How exactly does OpenGPG protect private keys?
Today it was time again to generate some new PGP key pairs that will be used for end-to-end-encrypted email. Now I'd like to know how exactly OpenPGP protects the private keys.
What I have understood so far is that the actual private PGP key is stored in encrypted form. The private PGP key is encrypted using symmetric encryption, and the the encryption key for that encryption is derived from the passphrase that I have to enter when generating a key pair.
But I was not able to figure out yet how long the symmetric encryption key is, which kind of symmetric encryption (e.g. AES256-CBC) is used to encrypt the private key, and which method is used to derive the symmetric encryption key from the passphrase.
Please note that this question relates only to the protection of the private PGP key of asymmetric PGP key pairs. It does not relate to keys that are used to symmetrically encrypt files.
During my research, I have found a lot of similar questions, but they were all about symmetric file encryption, not about protecting the private key part of asymmetric key pairs as used in end-to-encrypted-email.
I also have found the following option in the manual of OpenPGP:
--s2k-digest-algo name
Use name as the digest algorithm used to mangle the passphrases for symmetric encryption. The default is SHA-1.
However, that does not answer my question. From the wording, I get the impression that --s2k-digest-algo only is effective when we symmetrically encrypt a file, which is not what this question is about (see remarks above).
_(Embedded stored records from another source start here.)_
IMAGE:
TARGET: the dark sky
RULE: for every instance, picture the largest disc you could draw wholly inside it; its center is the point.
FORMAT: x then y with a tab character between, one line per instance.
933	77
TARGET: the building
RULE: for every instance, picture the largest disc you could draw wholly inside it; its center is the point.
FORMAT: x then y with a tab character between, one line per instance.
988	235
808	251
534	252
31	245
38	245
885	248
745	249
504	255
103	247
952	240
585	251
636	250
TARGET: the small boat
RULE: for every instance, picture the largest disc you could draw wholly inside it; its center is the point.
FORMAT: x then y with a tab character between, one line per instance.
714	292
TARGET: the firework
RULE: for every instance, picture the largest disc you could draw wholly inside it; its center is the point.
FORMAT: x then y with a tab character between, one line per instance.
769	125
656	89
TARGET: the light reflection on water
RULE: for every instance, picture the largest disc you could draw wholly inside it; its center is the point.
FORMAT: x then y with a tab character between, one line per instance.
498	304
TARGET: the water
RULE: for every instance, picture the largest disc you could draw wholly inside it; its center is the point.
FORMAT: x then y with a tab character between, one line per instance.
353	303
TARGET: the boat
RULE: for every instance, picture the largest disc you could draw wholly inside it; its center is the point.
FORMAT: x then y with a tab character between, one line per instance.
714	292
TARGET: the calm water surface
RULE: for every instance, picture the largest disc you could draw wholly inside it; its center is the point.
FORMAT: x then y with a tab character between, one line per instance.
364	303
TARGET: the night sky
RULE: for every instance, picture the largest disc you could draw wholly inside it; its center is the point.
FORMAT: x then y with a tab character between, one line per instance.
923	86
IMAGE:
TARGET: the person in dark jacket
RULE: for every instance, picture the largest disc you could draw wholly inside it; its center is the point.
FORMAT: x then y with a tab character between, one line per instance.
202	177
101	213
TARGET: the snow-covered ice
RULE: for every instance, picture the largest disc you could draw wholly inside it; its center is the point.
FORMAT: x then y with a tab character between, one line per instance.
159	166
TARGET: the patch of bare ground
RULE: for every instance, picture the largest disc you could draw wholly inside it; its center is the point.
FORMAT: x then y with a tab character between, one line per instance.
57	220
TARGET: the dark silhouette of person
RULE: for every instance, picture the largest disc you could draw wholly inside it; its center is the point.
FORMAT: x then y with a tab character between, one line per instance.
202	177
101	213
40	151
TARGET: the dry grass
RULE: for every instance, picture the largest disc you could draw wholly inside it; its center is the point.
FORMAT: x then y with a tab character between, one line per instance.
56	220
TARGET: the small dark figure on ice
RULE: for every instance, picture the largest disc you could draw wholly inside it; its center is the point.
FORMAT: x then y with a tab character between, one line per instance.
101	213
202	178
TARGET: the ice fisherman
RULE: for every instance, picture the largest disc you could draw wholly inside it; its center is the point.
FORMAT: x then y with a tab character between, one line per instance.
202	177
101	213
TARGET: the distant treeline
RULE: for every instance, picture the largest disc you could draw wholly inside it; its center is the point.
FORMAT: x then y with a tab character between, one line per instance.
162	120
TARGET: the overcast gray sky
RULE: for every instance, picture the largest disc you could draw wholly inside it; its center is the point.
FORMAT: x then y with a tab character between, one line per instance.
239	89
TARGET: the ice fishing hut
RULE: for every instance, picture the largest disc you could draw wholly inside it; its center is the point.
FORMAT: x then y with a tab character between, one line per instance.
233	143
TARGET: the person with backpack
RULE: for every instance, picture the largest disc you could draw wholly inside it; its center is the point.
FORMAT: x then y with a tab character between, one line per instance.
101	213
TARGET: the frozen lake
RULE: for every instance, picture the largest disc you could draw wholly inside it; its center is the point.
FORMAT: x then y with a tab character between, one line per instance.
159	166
I may be wrong, though.
My first question:
Let's assume I generate a key pair the following way:
gpg2 --full-generate-key --s2k-digest-algo sha512 --s2k-count 100000
Do the --s2k- options effect anything in this situation? Notably, would they make sure that the symmetric key (that is derived from the passphrase and that is used to encrypt the actual private PGP key) is 512 bits long and that 100000 rounds are used to compute that key?
My second question (only if the answer to the first question is "no"):
What digest algorithm and which number of rounds does OpenPGP use to derive the symmetric key (that protects the private PGP key) from the passphrase, and can we influence this process?